Gay spoke of her parents, who immigrated to the U.S. from Haiti. “They came to the U.S. with very little and put themselves through college while raising our family. My mom became a registered nurse and my dad a civil engineer, and it was the City College of New York that made those careers possible. … My parents believed that education opens every door.”

(She also joked that when it came time to choose a course of study they only gave her three options: engineering, medicine, or law, “which I’m sure that other kids of immigrant parents can relate to.”)

Gay said that among her top priorities will be connecting the University even more closely to the world, through scholarship and partnerships with for-profits and nonprofits, and making higher education more accessible to a wider array of people.
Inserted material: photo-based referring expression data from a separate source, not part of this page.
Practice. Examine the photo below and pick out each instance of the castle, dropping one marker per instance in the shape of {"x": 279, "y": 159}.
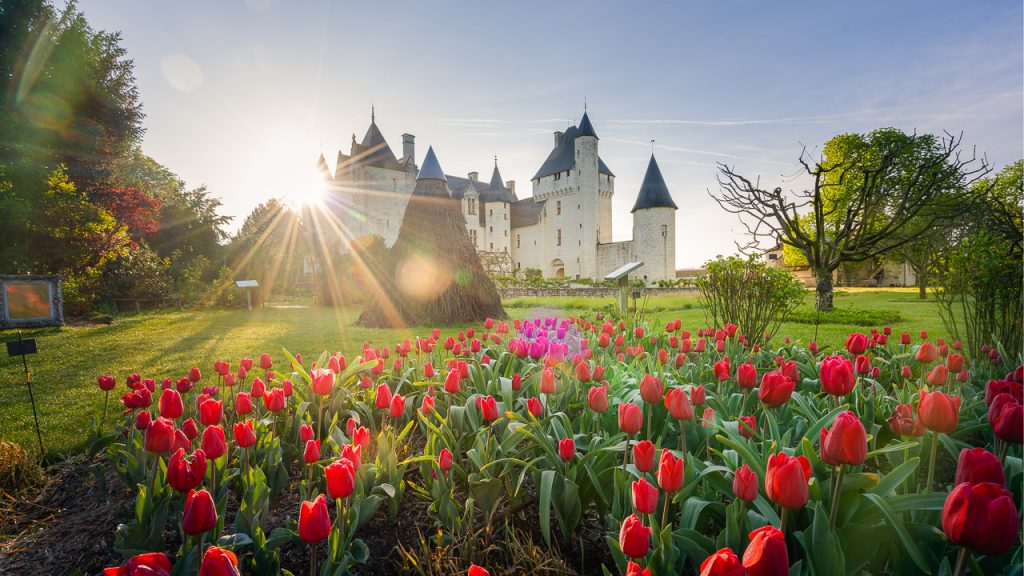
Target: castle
{"x": 563, "y": 230}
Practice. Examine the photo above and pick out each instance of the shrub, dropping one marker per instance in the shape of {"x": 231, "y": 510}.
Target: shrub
{"x": 750, "y": 293}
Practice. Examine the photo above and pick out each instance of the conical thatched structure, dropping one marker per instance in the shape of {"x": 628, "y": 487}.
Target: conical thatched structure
{"x": 432, "y": 275}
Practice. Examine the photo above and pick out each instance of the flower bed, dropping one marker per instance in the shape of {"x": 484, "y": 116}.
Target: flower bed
{"x": 691, "y": 452}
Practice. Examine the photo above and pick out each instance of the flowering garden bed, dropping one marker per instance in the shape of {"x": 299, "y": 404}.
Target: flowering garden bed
{"x": 579, "y": 446}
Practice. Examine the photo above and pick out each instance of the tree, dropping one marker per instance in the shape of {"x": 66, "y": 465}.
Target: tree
{"x": 865, "y": 191}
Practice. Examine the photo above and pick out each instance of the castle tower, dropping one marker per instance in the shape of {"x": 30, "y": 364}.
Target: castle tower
{"x": 654, "y": 225}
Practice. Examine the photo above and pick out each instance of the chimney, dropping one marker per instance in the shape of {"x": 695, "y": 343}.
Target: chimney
{"x": 409, "y": 148}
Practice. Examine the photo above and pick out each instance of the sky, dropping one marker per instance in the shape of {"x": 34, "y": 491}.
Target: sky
{"x": 244, "y": 95}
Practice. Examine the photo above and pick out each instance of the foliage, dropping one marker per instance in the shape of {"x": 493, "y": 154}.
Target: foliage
{"x": 749, "y": 292}
{"x": 871, "y": 194}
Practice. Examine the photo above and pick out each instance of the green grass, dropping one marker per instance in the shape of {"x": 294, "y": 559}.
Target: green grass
{"x": 162, "y": 344}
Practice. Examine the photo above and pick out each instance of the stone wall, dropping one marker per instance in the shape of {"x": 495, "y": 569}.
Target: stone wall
{"x": 588, "y": 292}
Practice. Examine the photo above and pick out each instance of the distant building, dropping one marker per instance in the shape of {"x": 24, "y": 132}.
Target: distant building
{"x": 562, "y": 230}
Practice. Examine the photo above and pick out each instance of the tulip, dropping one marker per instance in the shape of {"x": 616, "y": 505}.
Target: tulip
{"x": 837, "y": 375}
{"x": 644, "y": 496}
{"x": 634, "y": 537}
{"x": 981, "y": 518}
{"x": 160, "y": 436}
{"x": 340, "y": 478}
{"x": 650, "y": 389}
{"x": 314, "y": 522}
{"x": 598, "y": 399}
{"x": 927, "y": 354}
{"x": 938, "y": 412}
{"x": 566, "y": 449}
{"x": 766, "y": 554}
{"x": 444, "y": 459}
{"x": 722, "y": 563}
{"x": 785, "y": 482}
{"x": 630, "y": 418}
{"x": 170, "y": 404}
{"x": 200, "y": 513}
{"x": 747, "y": 376}
{"x": 670, "y": 471}
{"x": 744, "y": 484}
{"x": 535, "y": 407}
{"x": 150, "y": 564}
{"x": 856, "y": 343}
{"x": 748, "y": 425}
{"x": 775, "y": 388}
{"x": 218, "y": 562}
{"x": 185, "y": 474}
{"x": 1007, "y": 416}
{"x": 978, "y": 464}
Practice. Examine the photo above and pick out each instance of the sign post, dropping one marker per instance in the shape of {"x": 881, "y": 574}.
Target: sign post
{"x": 248, "y": 285}
{"x": 24, "y": 347}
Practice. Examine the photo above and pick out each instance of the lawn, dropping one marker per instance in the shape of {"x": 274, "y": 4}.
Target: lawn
{"x": 162, "y": 344}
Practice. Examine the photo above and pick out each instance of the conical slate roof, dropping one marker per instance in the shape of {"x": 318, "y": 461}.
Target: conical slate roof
{"x": 497, "y": 191}
{"x": 653, "y": 192}
{"x": 586, "y": 128}
{"x": 431, "y": 169}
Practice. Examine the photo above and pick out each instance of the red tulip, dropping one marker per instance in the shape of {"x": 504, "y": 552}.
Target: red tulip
{"x": 722, "y": 563}
{"x": 535, "y": 407}
{"x": 444, "y": 459}
{"x": 340, "y": 478}
{"x": 566, "y": 449}
{"x": 1007, "y": 416}
{"x": 785, "y": 482}
{"x": 644, "y": 496}
{"x": 837, "y": 375}
{"x": 856, "y": 343}
{"x": 244, "y": 434}
{"x": 160, "y": 436}
{"x": 200, "y": 513}
{"x": 598, "y": 399}
{"x": 938, "y": 412}
{"x": 150, "y": 564}
{"x": 981, "y": 517}
{"x": 748, "y": 425}
{"x": 747, "y": 375}
{"x": 978, "y": 464}
{"x": 775, "y": 388}
{"x": 766, "y": 554}
{"x": 650, "y": 389}
{"x": 845, "y": 443}
{"x": 314, "y": 522}
{"x": 927, "y": 354}
{"x": 678, "y": 404}
{"x": 634, "y": 537}
{"x": 630, "y": 418}
{"x": 670, "y": 471}
{"x": 721, "y": 368}
{"x": 744, "y": 484}
{"x": 185, "y": 474}
{"x": 214, "y": 443}
{"x": 311, "y": 453}
{"x": 218, "y": 562}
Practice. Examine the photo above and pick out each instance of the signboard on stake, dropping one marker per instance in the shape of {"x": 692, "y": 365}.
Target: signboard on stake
{"x": 248, "y": 285}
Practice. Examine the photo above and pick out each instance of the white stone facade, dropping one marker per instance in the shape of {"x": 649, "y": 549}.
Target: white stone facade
{"x": 563, "y": 230}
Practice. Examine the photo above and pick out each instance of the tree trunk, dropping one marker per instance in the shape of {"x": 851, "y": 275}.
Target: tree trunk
{"x": 824, "y": 290}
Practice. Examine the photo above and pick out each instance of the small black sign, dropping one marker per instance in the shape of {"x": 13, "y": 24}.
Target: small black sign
{"x": 22, "y": 347}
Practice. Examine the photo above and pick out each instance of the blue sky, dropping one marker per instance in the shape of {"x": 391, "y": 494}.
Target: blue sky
{"x": 244, "y": 95}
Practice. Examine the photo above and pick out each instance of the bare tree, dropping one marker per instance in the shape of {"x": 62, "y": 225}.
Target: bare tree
{"x": 861, "y": 201}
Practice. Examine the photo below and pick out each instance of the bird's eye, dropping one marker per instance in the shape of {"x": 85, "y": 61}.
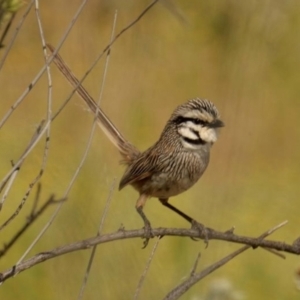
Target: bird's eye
{"x": 198, "y": 122}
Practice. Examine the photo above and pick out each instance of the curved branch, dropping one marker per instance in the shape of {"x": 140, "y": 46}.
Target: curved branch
{"x": 121, "y": 234}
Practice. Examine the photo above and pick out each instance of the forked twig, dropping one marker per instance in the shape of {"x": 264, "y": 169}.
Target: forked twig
{"x": 194, "y": 278}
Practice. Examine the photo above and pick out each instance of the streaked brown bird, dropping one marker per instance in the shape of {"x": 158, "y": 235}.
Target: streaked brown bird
{"x": 174, "y": 163}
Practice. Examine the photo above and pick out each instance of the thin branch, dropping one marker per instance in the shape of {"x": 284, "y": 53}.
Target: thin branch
{"x": 29, "y": 221}
{"x": 9, "y": 46}
{"x": 194, "y": 269}
{"x": 140, "y": 233}
{"x": 55, "y": 51}
{"x": 44, "y": 229}
{"x": 90, "y": 262}
{"x": 43, "y": 69}
{"x": 194, "y": 278}
{"x": 142, "y": 279}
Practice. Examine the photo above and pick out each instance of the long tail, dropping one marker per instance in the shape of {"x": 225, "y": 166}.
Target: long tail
{"x": 127, "y": 150}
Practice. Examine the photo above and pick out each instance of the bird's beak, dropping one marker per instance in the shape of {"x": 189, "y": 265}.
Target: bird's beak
{"x": 217, "y": 123}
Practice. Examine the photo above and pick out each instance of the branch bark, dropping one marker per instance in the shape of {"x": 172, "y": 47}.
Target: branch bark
{"x": 121, "y": 234}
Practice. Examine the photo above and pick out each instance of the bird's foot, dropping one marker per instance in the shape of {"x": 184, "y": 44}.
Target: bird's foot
{"x": 147, "y": 233}
{"x": 202, "y": 230}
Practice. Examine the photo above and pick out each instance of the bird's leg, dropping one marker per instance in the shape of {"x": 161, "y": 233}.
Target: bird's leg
{"x": 200, "y": 227}
{"x": 147, "y": 226}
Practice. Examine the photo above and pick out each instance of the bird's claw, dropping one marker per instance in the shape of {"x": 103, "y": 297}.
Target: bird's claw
{"x": 147, "y": 234}
{"x": 202, "y": 230}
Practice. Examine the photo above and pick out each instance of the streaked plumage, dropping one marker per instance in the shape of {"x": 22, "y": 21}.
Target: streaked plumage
{"x": 175, "y": 162}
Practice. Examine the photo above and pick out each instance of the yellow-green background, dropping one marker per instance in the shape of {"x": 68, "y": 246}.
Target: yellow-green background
{"x": 242, "y": 55}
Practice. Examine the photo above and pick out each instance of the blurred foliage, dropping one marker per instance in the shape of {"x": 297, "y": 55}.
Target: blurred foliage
{"x": 242, "y": 55}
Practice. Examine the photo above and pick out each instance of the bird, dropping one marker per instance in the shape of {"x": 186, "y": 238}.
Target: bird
{"x": 174, "y": 163}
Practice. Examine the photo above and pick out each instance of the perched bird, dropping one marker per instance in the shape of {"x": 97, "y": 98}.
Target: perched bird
{"x": 174, "y": 163}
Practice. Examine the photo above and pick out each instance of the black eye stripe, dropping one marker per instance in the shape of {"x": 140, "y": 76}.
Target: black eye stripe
{"x": 181, "y": 119}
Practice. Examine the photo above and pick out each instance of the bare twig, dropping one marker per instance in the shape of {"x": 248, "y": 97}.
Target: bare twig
{"x": 43, "y": 69}
{"x": 55, "y": 51}
{"x": 9, "y": 46}
{"x": 89, "y": 266}
{"x": 140, "y": 233}
{"x": 30, "y": 220}
{"x": 38, "y": 134}
{"x": 194, "y": 278}
{"x": 89, "y": 142}
{"x": 194, "y": 269}
{"x": 142, "y": 279}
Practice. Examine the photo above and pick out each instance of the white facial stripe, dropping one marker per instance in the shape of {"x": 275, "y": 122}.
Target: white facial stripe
{"x": 196, "y": 114}
{"x": 186, "y": 132}
{"x": 208, "y": 135}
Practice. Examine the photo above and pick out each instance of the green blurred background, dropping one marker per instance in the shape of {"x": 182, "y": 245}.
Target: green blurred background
{"x": 242, "y": 55}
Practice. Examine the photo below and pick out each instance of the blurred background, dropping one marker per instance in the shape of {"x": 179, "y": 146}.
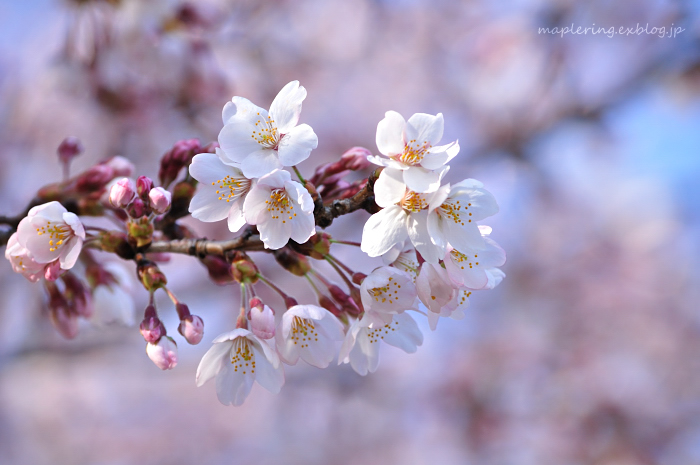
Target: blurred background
{"x": 587, "y": 353}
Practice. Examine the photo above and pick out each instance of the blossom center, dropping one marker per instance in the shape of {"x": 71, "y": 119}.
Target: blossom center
{"x": 414, "y": 202}
{"x": 265, "y": 133}
{"x": 463, "y": 260}
{"x": 280, "y": 205}
{"x": 303, "y": 330}
{"x": 388, "y": 292}
{"x": 237, "y": 187}
{"x": 243, "y": 357}
{"x": 453, "y": 211}
{"x": 413, "y": 152}
{"x": 375, "y": 334}
{"x": 58, "y": 233}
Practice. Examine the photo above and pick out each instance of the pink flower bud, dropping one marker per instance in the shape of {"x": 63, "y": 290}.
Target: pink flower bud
{"x": 160, "y": 200}
{"x": 70, "y": 148}
{"x": 137, "y": 208}
{"x": 122, "y": 193}
{"x": 121, "y": 166}
{"x": 163, "y": 353}
{"x": 192, "y": 329}
{"x": 356, "y": 158}
{"x": 144, "y": 184}
{"x": 94, "y": 179}
{"x": 262, "y": 321}
{"x": 53, "y": 271}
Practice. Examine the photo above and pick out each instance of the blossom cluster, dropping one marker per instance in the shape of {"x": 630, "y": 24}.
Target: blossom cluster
{"x": 434, "y": 252}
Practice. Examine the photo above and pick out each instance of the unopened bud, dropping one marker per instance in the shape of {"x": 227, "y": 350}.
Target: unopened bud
{"x": 144, "y": 184}
{"x": 121, "y": 166}
{"x": 151, "y": 277}
{"x": 244, "y": 271}
{"x": 292, "y": 261}
{"x": 122, "y": 193}
{"x": 159, "y": 199}
{"x": 192, "y": 329}
{"x": 163, "y": 353}
{"x": 141, "y": 231}
{"x": 356, "y": 158}
{"x": 53, "y": 271}
{"x": 69, "y": 148}
{"x": 262, "y": 321}
{"x": 358, "y": 277}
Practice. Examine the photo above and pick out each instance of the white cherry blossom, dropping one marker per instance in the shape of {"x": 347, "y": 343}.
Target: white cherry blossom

“The idea of the Ivory Tower, that is the past, not the future, of academia. We don’t exist outside of society, but as part of it. Harvard has a duty to lean in and engage, and to be in service to the world. Our people, our collections, our research, how we use our convening power in business, in law, in public policy for all of that, our commitment must be to openness and engagement.”

During a Q&A session with reporters later in the afternoon, Gay declined to speculate on how the University might respond if the U.S. Supreme Court decides to strike down race-conscious admissions next year, saying only “we will continue to champion the value of diversity, irrespective of how the landscape around that might change.”

Adopting recommendations from the Harvard & the Legacy of Slavery report will create “an opportunity for reckoning and repair” and give the University a chance to build deep connections to the scholarly communities at historically Black colleges and universities and other “minority-serving institutions,” she added.

Gay will be the first African American and only the second woman to lead Harvard in its 386-year history. Her selection comes after current President Larry Bacow announced in June that he would step down at the close of 2022-2023 academic year after five years as president.

The new president-elect graduated from Stanford University in 1992 with an undergraduate degree in economics and went on to earn a Ph.D. in government at Harvard in 1998. A quantitative social scientist with expertise in political behavior, Gay was a tenured faculty member at Stanford before joining the Harvard faculty in 2006 as a government professor. In 2007, she was appointed a professor of African and African American Studies, as well. Gay was named dean of social sciences at the Faculty of Arts and Sciences in 2015 before becoming the School’s dean in July 2018.